Семья Франца — жена, двое сыновей и дочь — были чехи-католики. Яни и Франц застали в этой бедной, подвальной квартире целое маленькое собрание. Одни приходили, другие уходили, все перепуганные, забегали справиться о новостях, о родине и друзьях. Тут же сидел пастор Викентий, теперь, впрочем, епископ: Папа Петр посвятил его перед самым арестом своим. С Яни они были уже знакомы.
— Сохранились ли у Вас друзья в Тампле? — спросил он.
Яни отвечал, что вряд ли, кроме, может быть, Гуго Клермона, честного французского офицера, случайно записавшегося в тамплиеры. Они были друзьями, и Яни, озабоченный судьбой Эдуарда Осборна и двух первосвятителей, рассчитывал отыскать его и узнать его настроение. Викентий заметил, что он спрашивает, думая именно о Папе. Дела самих иезуитов плохи. Многие арестованы, а иные, хотя притворно отрекаются от христианства, все-таки принуждены сидеть в бездействии.

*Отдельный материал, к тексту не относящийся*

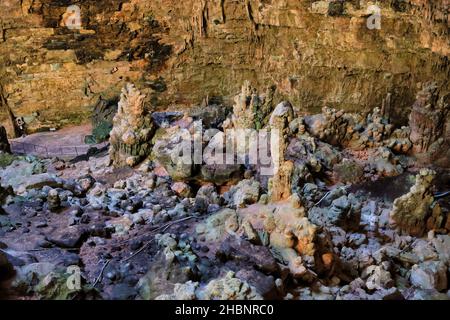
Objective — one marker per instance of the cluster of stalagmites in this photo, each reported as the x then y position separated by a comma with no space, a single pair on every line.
132,130
249,235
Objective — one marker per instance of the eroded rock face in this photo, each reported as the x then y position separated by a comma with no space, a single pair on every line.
251,110
353,131
132,130
233,41
430,126
417,211
4,143
280,183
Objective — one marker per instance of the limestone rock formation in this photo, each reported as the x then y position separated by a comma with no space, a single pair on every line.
4,143
187,50
430,126
290,234
417,211
353,131
133,129
228,287
251,110
280,183
102,120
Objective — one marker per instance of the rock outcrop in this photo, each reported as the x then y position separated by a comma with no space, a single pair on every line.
280,183
4,143
132,130
184,51
417,211
430,126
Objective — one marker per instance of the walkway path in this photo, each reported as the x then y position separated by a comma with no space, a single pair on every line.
67,142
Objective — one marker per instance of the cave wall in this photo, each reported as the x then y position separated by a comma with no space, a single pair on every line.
180,52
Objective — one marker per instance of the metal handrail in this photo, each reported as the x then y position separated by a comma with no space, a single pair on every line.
19,147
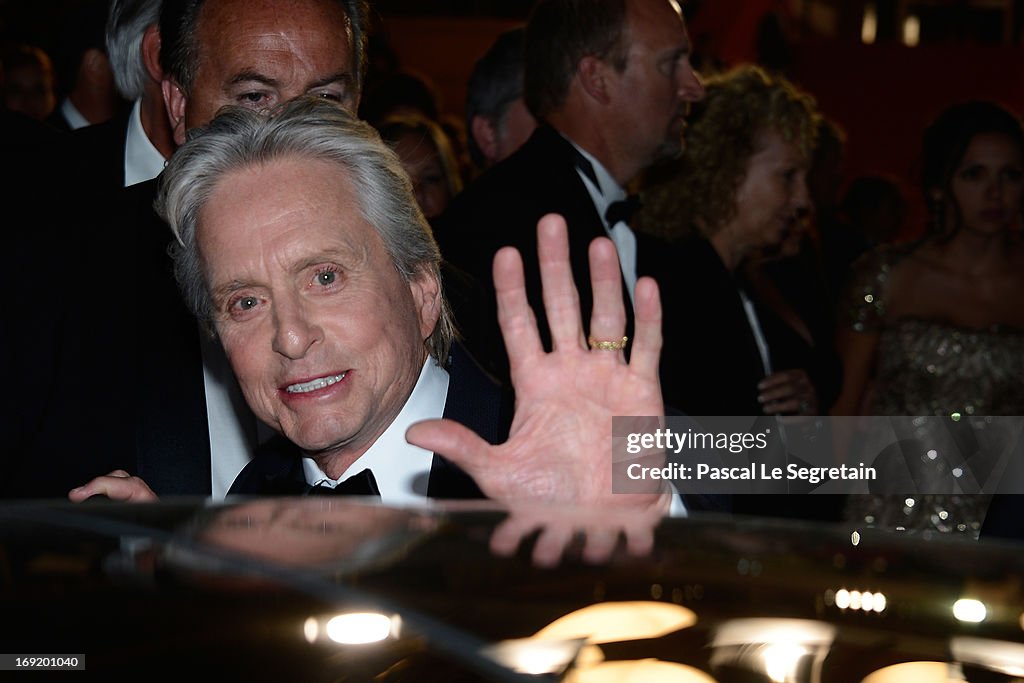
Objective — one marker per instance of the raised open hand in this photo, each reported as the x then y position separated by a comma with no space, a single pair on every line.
559,446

Между тем необходимо что-нибудь сделать для спасения Папы, который вместе с Патриархом Василием сидит в тайниках Тампля. Сам Викентий, по-видимому, вне подозрений и думал зайти к Гроссмейстеру под предлогом передачи ему пожертвований, будто бы собранных им.
— К сожалению, приходится поддерживать дух народа и каждую минуту рисковать обнаружить себя.
— А каково настроение христиан?
— Плохое. Посмотрите, как много отступников из страха смерти. Но ренегатство по страху еще не так важно: тут нет внутренней измены. Гораздо хуже то, что у многих является действительное сомнение в Христе, мысль, что Антиох не самозванец и что Люцифер — действительно владыка мира. Для множества людей — истина веры измеривается чудом, а чудеса Аполлония — поразительны. Для многих людей — правда там, где сила. А Господь не посылает нам видимой материальной помощи. И вот является искреннее ренегатство. Это самое ужасное. Мне кажется, что несколько неудач Антиоха могли бы лучше, чем всякие проповеди, образумить народ.